Gli alimenti privi di glutine rappresentano l’unica strada e cura utile per chi soffre della malattia celiaca. L’individuo che apprende di essere celiaco dovrà da subito adoperarsi per intraprendere il percorso verso la dieta priva di glutine, attualmente considerata, sotto il profilo nutrizionale, più equilibrata per il paziente.
Le due uniche alternative alimentari sono rappresentate o dal consumo di alimenti per natura privi di glutine, quindi carne, pesce, uova, verdure, riso, mais, quinoa, patate, legumi; oppure ci si può orientare verso prodotti industriali detti “dietoterapeutici” realizzati con farine prive di glutine come quella di mais e di riso, che aumentano notevolmente la spesa del paziente.
E’ proprio su questi alimenti, realizzati dall’industria, che lo Stato, a partire dal 2001, riconosce un contributo per l’acquisto che oscilla dai 90 ai 140 euro per le persone celiache, importo, sufficiente a coprire circa il 35% del costo totale del fabbisogno calorico necessitato.
Tali prodotti, sono stati spesso al centro del dibattito per le loro caratteristiche nutrizionali ad elevata concentrazione di grassi, zuccheri e sale; le industrie produttrici, dunque, più volte additate dalla critica, si sono dovute necessariamente impegnare per migliorare la qualità di tali cibi e, conseguentemente, il profilo nutrizionale del paziente. Azione necessaria, dal momento che gli alimenti gluten-free sono considerati per chi soffre di celiachia alla stregua dei farmaci.
Il dibattito relativo al disturbo è notevole e l’attenzione è sempre maggiore anche in base ad alcune informazioni derivanti da studi passati. Nel 2006, infatti, una ricerca, pubblicata sul “The American Journal of Gastroenterology” evidenziava come dopo diverso tempo di dieta priva di glutine, si potesse instaurare nel paziente uno stato di malnutrizione derivante dall’eccessivo consumo di grassi saturi, zuccheri semplici e sale, elementi tipici degli alimenti privi di glutine. Le cause sono state poi oggetto di ulteriori indagini da parte di alcuni studiosi italiani. La successiva ricerca, pubblicata sul Journal of Human Nutrition and Dietetics ha dimostrato come i bambini celiaci osservati assumevano un eccesso di zuccheri semplici, grassi e proteine rispetto a quelli sani, situazione poi appesantita dal minore apporto di fibre e dalle poche informazioni presenti in etichetta.
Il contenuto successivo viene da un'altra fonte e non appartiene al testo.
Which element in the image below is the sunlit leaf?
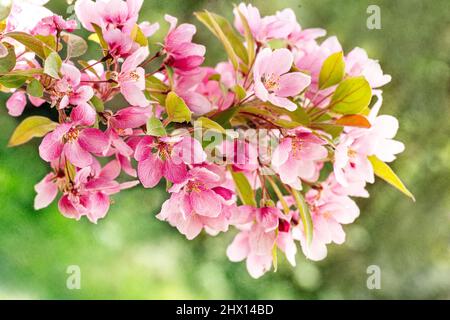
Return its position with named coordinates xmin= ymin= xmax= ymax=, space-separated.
xmin=8 ymin=116 xmax=58 ymax=147
xmin=147 ymin=117 xmax=167 ymax=137
xmin=0 ymin=42 xmax=16 ymax=73
xmin=319 ymin=51 xmax=345 ymax=89
xmin=166 ymin=91 xmax=192 ymax=122
xmin=329 ymin=77 xmax=372 ymax=114
xmin=335 ymin=114 xmax=370 ymax=128
xmin=369 ymin=156 xmax=415 ymax=201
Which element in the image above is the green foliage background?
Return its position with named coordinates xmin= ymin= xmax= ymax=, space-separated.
xmin=0 ymin=0 xmax=450 ymax=299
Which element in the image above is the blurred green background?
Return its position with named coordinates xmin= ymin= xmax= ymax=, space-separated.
xmin=0 ymin=0 xmax=450 ymax=299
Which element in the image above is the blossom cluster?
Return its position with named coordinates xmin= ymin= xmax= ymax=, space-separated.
xmin=0 ymin=0 xmax=412 ymax=278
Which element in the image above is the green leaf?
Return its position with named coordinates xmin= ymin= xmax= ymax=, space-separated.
xmin=147 ymin=117 xmax=167 ymax=137
xmin=166 ymin=91 xmax=191 ymax=122
xmin=319 ymin=51 xmax=345 ymax=89
xmin=61 ymin=32 xmax=88 ymax=58
xmin=131 ymin=24 xmax=148 ymax=47
xmin=0 ymin=1 xmax=13 ymax=21
xmin=291 ymin=188 xmax=314 ymax=244
xmin=0 ymin=42 xmax=16 ymax=73
xmin=88 ymin=23 xmax=108 ymax=52
xmin=195 ymin=10 xmax=248 ymax=70
xmin=0 ymin=75 xmax=28 ymax=89
xmin=233 ymin=84 xmax=247 ymax=101
xmin=44 ymin=52 xmax=62 ymax=79
xmin=195 ymin=117 xmax=225 ymax=133
xmin=90 ymin=95 xmax=105 ymax=112
xmin=27 ymin=78 xmax=44 ymax=98
xmin=8 ymin=116 xmax=58 ymax=147
xmin=329 ymin=76 xmax=372 ymax=114
xmin=4 ymin=31 xmax=54 ymax=59
xmin=212 ymin=106 xmax=238 ymax=129
xmin=368 ymin=156 xmax=416 ymax=201
xmin=230 ymin=169 xmax=256 ymax=207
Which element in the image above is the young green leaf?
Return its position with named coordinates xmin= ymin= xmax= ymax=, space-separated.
xmin=369 ymin=156 xmax=416 ymax=201
xmin=3 ymin=31 xmax=54 ymax=59
xmin=335 ymin=114 xmax=371 ymax=128
xmin=319 ymin=51 xmax=345 ymax=89
xmin=230 ymin=169 xmax=256 ymax=207
xmin=195 ymin=117 xmax=225 ymax=133
xmin=8 ymin=116 xmax=58 ymax=147
xmin=0 ymin=42 xmax=16 ymax=73
xmin=329 ymin=76 xmax=372 ymax=114
xmin=147 ymin=117 xmax=167 ymax=137
xmin=90 ymin=95 xmax=105 ymax=112
xmin=44 ymin=52 xmax=62 ymax=79
xmin=27 ymin=78 xmax=44 ymax=98
xmin=166 ymin=91 xmax=191 ymax=122
xmin=291 ymin=188 xmax=314 ymax=244
xmin=0 ymin=75 xmax=28 ymax=89
xmin=131 ymin=24 xmax=148 ymax=47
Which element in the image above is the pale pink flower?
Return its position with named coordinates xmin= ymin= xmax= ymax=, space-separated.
xmin=157 ymin=167 xmax=236 ymax=240
xmin=117 ymin=47 xmax=150 ymax=107
xmin=272 ymin=128 xmax=328 ymax=190
xmin=345 ymin=47 xmax=391 ymax=88
xmin=227 ymin=206 xmax=297 ymax=278
xmin=39 ymin=104 xmax=108 ymax=168
xmin=253 ymin=48 xmax=311 ymax=111
xmin=134 ymin=136 xmax=206 ymax=188
xmin=58 ymin=160 xmax=138 ymax=223
xmin=164 ymin=15 xmax=206 ymax=73
xmin=75 ymin=0 xmax=144 ymax=32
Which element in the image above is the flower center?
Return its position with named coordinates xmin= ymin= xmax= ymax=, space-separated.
xmin=186 ymin=181 xmax=204 ymax=192
xmin=262 ymin=73 xmax=280 ymax=92
xmin=64 ymin=128 xmax=80 ymax=142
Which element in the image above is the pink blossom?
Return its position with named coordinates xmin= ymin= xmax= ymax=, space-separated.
xmin=293 ymin=185 xmax=359 ymax=261
xmin=345 ymin=47 xmax=391 ymax=88
xmin=39 ymin=104 xmax=108 ymax=168
xmin=227 ymin=206 xmax=297 ymax=278
xmin=75 ymin=0 xmax=143 ymax=32
xmin=58 ymin=160 xmax=137 ymax=223
xmin=272 ymin=128 xmax=328 ymax=190
xmin=117 ymin=47 xmax=150 ymax=107
xmin=164 ymin=15 xmax=205 ymax=73
xmin=157 ymin=167 xmax=235 ymax=240
xmin=253 ymin=48 xmax=311 ymax=111
xmin=134 ymin=136 xmax=206 ymax=188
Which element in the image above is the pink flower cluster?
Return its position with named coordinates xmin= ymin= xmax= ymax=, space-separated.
xmin=0 ymin=0 xmax=410 ymax=278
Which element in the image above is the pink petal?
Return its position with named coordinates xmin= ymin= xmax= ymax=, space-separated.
xmin=64 ymin=141 xmax=93 ymax=168
xmin=34 ymin=173 xmax=58 ymax=210
xmin=276 ymin=72 xmax=311 ymax=97
xmin=190 ymin=190 xmax=222 ymax=217
xmin=78 ymin=128 xmax=109 ymax=153
xmin=137 ymin=155 xmax=164 ymax=188
xmin=6 ymin=91 xmax=27 ymax=117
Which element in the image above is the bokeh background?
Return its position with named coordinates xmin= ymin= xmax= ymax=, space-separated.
xmin=0 ymin=0 xmax=450 ymax=299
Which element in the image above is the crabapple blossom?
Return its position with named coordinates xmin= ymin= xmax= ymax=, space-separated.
xmin=0 ymin=0 xmax=413 ymax=278
xmin=253 ymin=48 xmax=311 ymax=111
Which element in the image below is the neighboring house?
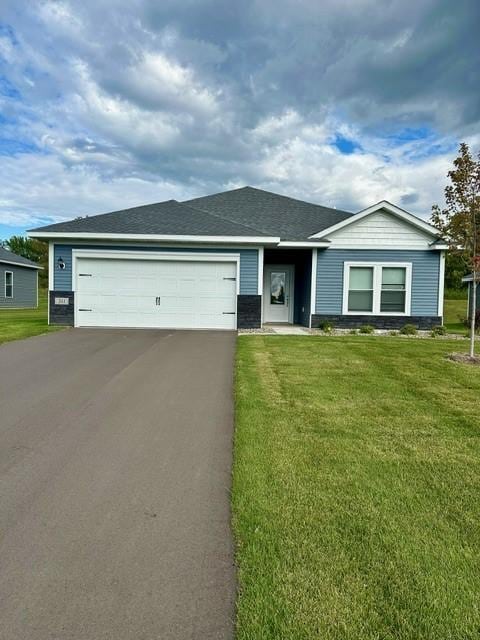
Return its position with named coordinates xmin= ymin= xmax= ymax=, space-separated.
xmin=29 ymin=187 xmax=447 ymax=329
xmin=462 ymin=273 xmax=480 ymax=318
xmin=0 ymin=247 xmax=42 ymax=310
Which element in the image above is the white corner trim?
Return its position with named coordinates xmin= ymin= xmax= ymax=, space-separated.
xmin=342 ymin=262 xmax=412 ymax=316
xmin=309 ymin=249 xmax=318 ymax=328
xmin=257 ymin=247 xmax=265 ymax=296
xmin=47 ymin=240 xmax=55 ymax=324
xmin=437 ymin=251 xmax=445 ymax=324
xmin=3 ymin=271 xmax=15 ymax=300
xmin=48 ymin=241 xmax=55 ymax=291
xmin=72 ymin=249 xmax=240 ymax=296
xmin=310 ymin=200 xmax=439 ymax=238
xmin=28 ymin=231 xmax=280 ymax=245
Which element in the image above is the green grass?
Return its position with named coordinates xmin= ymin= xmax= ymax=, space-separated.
xmin=0 ymin=289 xmax=63 ymax=343
xmin=233 ymin=336 xmax=480 ymax=640
xmin=443 ymin=299 xmax=468 ymax=335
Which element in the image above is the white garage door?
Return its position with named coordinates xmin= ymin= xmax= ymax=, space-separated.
xmin=75 ymin=257 xmax=237 ymax=329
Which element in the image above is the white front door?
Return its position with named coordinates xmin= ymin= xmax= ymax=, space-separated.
xmin=75 ymin=257 xmax=237 ymax=329
xmin=263 ymin=265 xmax=294 ymax=323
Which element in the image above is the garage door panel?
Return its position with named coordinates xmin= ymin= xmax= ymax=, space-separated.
xmin=75 ymin=258 xmax=237 ymax=329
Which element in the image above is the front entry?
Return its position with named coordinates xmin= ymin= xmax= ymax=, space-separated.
xmin=263 ymin=265 xmax=294 ymax=324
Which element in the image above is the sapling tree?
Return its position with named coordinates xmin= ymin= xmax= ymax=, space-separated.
xmin=431 ymin=142 xmax=480 ymax=357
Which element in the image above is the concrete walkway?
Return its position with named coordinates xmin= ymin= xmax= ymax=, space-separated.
xmin=0 ymin=329 xmax=235 ymax=640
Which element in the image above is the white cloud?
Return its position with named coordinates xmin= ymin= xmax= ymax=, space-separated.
xmin=0 ymin=0 xmax=479 ymax=226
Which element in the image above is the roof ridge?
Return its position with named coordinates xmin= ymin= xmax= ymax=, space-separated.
xmin=181 ymin=200 xmax=267 ymax=234
xmin=185 ymin=184 xmax=355 ymax=216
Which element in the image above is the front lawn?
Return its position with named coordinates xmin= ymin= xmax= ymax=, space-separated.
xmin=0 ymin=289 xmax=63 ymax=343
xmin=233 ymin=336 xmax=480 ymax=640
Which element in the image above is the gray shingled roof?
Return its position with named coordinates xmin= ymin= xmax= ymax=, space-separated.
xmin=0 ymin=247 xmax=43 ymax=269
xmin=187 ymin=187 xmax=353 ymax=241
xmin=32 ymin=200 xmax=276 ymax=236
xmin=31 ymin=187 xmax=353 ymax=241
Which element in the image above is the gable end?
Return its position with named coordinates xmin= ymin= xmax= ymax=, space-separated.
xmin=326 ymin=209 xmax=433 ymax=249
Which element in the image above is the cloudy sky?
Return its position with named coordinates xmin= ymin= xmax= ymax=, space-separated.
xmin=0 ymin=0 xmax=480 ymax=238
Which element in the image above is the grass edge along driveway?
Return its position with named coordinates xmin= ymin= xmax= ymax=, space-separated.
xmin=233 ymin=336 xmax=480 ymax=640
xmin=0 ymin=289 xmax=65 ymax=344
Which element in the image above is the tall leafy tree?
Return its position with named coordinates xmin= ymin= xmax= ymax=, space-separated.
xmin=431 ymin=142 xmax=480 ymax=357
xmin=3 ymin=236 xmax=48 ymax=286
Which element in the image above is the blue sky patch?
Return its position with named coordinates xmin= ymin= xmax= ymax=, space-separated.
xmin=333 ymin=134 xmax=361 ymax=155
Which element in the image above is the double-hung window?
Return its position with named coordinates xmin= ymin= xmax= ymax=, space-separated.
xmin=343 ymin=262 xmax=412 ymax=315
xmin=5 ymin=271 xmax=13 ymax=298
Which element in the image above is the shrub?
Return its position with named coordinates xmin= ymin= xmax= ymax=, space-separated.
xmin=400 ymin=324 xmax=417 ymax=336
xmin=444 ymin=287 xmax=468 ymax=300
xmin=430 ymin=324 xmax=447 ymax=338
xmin=359 ymin=324 xmax=375 ymax=333
xmin=318 ymin=320 xmax=333 ymax=333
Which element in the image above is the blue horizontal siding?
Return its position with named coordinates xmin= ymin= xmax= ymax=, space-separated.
xmin=53 ymin=244 xmax=258 ymax=295
xmin=315 ymin=249 xmax=440 ymax=316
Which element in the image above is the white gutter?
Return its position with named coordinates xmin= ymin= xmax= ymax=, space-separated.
xmin=28 ymin=231 xmax=280 ymax=244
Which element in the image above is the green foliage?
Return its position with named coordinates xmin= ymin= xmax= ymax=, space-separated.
xmin=318 ymin=320 xmax=333 ymax=333
xmin=400 ymin=323 xmax=417 ymax=336
xmin=445 ymin=251 xmax=471 ymax=291
xmin=2 ymin=236 xmax=48 ymax=287
xmin=462 ymin=309 xmax=480 ymax=333
xmin=232 ymin=336 xmax=480 ymax=640
xmin=359 ymin=324 xmax=375 ymax=333
xmin=430 ymin=324 xmax=447 ymax=338
xmin=444 ymin=285 xmax=468 ymax=300
xmin=431 ymin=142 xmax=480 ymax=357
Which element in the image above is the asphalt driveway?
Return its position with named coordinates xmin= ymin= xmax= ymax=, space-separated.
xmin=0 ymin=329 xmax=235 ymax=640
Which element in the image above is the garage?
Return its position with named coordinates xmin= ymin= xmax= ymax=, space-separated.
xmin=73 ymin=251 xmax=238 ymax=330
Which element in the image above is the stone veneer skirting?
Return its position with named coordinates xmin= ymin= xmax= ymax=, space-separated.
xmin=49 ymin=291 xmax=75 ymax=327
xmin=237 ymin=295 xmax=262 ymax=329
xmin=312 ymin=313 xmax=443 ymax=329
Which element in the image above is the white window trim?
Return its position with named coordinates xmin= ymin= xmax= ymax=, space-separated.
xmin=3 ymin=271 xmax=13 ymax=300
xmin=342 ymin=262 xmax=412 ymax=316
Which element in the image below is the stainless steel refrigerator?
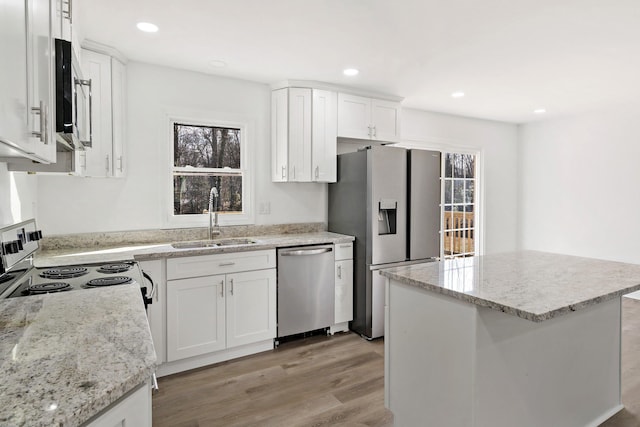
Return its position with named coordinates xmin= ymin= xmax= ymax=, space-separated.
xmin=328 ymin=146 xmax=440 ymax=339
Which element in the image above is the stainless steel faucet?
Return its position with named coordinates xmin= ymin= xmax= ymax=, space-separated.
xmin=209 ymin=187 xmax=220 ymax=239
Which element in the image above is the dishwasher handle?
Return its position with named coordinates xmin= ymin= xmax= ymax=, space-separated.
xmin=279 ymin=248 xmax=333 ymax=256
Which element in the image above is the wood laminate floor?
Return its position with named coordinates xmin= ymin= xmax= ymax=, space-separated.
xmin=153 ymin=298 xmax=640 ymax=427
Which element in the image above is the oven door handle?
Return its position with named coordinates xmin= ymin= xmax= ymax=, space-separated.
xmin=142 ymin=271 xmax=156 ymax=304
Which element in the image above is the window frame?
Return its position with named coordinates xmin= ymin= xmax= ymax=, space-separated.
xmin=440 ymin=154 xmax=482 ymax=259
xmin=164 ymin=112 xmax=255 ymax=228
xmin=390 ymin=141 xmax=486 ymax=259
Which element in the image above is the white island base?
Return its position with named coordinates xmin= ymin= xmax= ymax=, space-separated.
xmin=385 ymin=279 xmax=623 ymax=427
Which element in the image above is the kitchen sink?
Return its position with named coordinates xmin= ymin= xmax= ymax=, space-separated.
xmin=171 ymin=238 xmax=256 ymax=249
xmin=214 ymin=238 xmax=256 ymax=246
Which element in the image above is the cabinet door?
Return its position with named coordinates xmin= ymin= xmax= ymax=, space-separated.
xmin=271 ymin=88 xmax=289 ymax=182
xmin=111 ymin=58 xmax=127 ymax=177
xmin=335 ymin=259 xmax=353 ymax=323
xmin=27 ymin=0 xmax=56 ymax=162
xmin=167 ymin=275 xmax=225 ymax=362
xmin=371 ymin=99 xmax=400 ymax=142
xmin=52 ymin=0 xmax=73 ymax=41
xmin=288 ymin=88 xmax=311 ymax=182
xmin=311 ymin=89 xmax=338 ymax=182
xmin=139 ymin=260 xmax=167 ymax=364
xmin=0 ymin=1 xmax=30 ymax=154
xmin=227 ymin=269 xmax=276 ymax=348
xmin=82 ymin=49 xmax=113 ymax=177
xmin=338 ymin=93 xmax=371 ymax=139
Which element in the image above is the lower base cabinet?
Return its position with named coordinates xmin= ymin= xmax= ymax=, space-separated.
xmin=85 ymin=382 xmax=152 ymax=427
xmin=166 ymin=251 xmax=276 ymax=362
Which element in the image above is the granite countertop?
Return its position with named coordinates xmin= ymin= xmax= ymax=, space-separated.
xmin=381 ymin=251 xmax=640 ymax=322
xmin=34 ymin=231 xmax=354 ymax=267
xmin=0 ymin=286 xmax=156 ymax=426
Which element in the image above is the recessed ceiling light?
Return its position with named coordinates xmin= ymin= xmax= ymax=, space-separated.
xmin=136 ymin=22 xmax=158 ymax=33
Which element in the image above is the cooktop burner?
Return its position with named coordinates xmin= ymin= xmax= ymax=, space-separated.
xmin=97 ymin=263 xmax=133 ymax=274
xmin=40 ymin=266 xmax=89 ymax=279
xmin=23 ymin=282 xmax=73 ymax=295
xmin=87 ymin=276 xmax=133 ymax=288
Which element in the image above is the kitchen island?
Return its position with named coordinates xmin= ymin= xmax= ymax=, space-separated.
xmin=381 ymin=251 xmax=640 ymax=427
xmin=0 ymin=286 xmax=156 ymax=426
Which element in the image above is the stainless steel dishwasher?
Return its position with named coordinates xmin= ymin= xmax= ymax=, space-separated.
xmin=278 ymin=245 xmax=335 ymax=337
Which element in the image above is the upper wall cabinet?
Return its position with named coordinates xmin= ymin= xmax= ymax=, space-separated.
xmin=271 ymin=87 xmax=337 ymax=182
xmin=0 ymin=0 xmax=56 ymax=163
xmin=51 ymin=0 xmax=74 ymax=42
xmin=82 ymin=49 xmax=126 ymax=177
xmin=338 ymin=93 xmax=400 ymax=142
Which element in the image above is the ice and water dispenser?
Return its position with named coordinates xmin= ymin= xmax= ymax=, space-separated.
xmin=378 ymin=199 xmax=398 ymax=235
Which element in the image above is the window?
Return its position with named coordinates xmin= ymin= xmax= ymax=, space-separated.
xmin=442 ymin=153 xmax=477 ymax=258
xmin=172 ymin=122 xmax=246 ymax=221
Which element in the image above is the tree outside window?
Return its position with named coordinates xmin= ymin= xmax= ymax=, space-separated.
xmin=442 ymin=153 xmax=477 ymax=258
xmin=173 ymin=123 xmax=244 ymax=215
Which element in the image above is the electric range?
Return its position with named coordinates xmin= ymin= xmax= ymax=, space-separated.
xmin=0 ymin=219 xmax=154 ymax=307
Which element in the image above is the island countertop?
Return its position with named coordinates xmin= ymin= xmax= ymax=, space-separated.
xmin=0 ymin=286 xmax=156 ymax=426
xmin=380 ymin=251 xmax=640 ymax=322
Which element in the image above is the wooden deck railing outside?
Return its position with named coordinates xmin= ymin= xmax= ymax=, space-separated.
xmin=444 ymin=211 xmax=475 ymax=255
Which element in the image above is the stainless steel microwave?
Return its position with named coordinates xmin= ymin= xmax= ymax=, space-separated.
xmin=55 ymin=39 xmax=93 ymax=150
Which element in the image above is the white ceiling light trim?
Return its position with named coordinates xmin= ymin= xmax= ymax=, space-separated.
xmin=209 ymin=59 xmax=227 ymax=68
xmin=136 ymin=22 xmax=158 ymax=33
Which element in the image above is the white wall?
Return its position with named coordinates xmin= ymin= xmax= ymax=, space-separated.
xmin=38 ymin=62 xmax=327 ymax=235
xmin=401 ymin=109 xmax=518 ymax=254
xmin=0 ymin=163 xmax=40 ymax=227
xmin=520 ymin=106 xmax=640 ymax=263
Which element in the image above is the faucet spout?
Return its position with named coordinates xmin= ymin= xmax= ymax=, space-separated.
xmin=209 ymin=187 xmax=220 ymax=240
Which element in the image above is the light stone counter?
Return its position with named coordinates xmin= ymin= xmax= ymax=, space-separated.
xmin=35 ymin=231 xmax=354 ymax=267
xmin=381 ymin=251 xmax=640 ymax=322
xmin=0 ymin=286 xmax=156 ymax=426
xmin=381 ymin=251 xmax=640 ymax=427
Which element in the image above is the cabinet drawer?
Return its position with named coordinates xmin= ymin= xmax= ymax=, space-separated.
xmin=167 ymin=249 xmax=276 ymax=280
xmin=335 ymin=242 xmax=353 ymax=261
Da qui, il punto di partenza per il miglioramento.
E’ chiaro che in natura esistono prodotti privi di glutine in grado di sostituire l’assunzione, dal punto di vista nutrizionale, di pane, pasta, focacce ,tuttavia, sul piano psicologico e sociale bisogna ammettere che il celiaco può vivere situazioni di disagi, da qui l’esigenza di ideare prodotti adatti alla dieta celiaca ma quantomeno visibilmente e nutrizionalmente vicini a quelli tradizionali, cosa, che la comunità scientifica auspicava da tempo e che si avvia ad ottenere.
L’ultima indagine dell’Associazione Italiana Celiachia (AIC) condotta in collaborazione con l’Università di Genova su circa duecento prodotti (pane, biscotti, merendine) gruten –free ha dimostrato, sin dalle prime sperimentazioni, una certa sovrapponibilità dal punto di vista nutrizionale di questi prodotti rispetto a quelli tradizionalmente consumati al punto di poter affermare che anche le differenze di grassi e apporto energetico rispetto al totale giornaliero fabbisogno si stanno assottigliando rispetto al passato, soprattutto, in relazione all’uso dell’olio di palma centro dei dibattiti attuali. Si può concludere, dunque, stando ai dati elaborati, che la anche se la celiachia resta, le differenze, i disagi e soprattutto il profilo nutrizionale del paziente migliora via via grazie alla ricerca.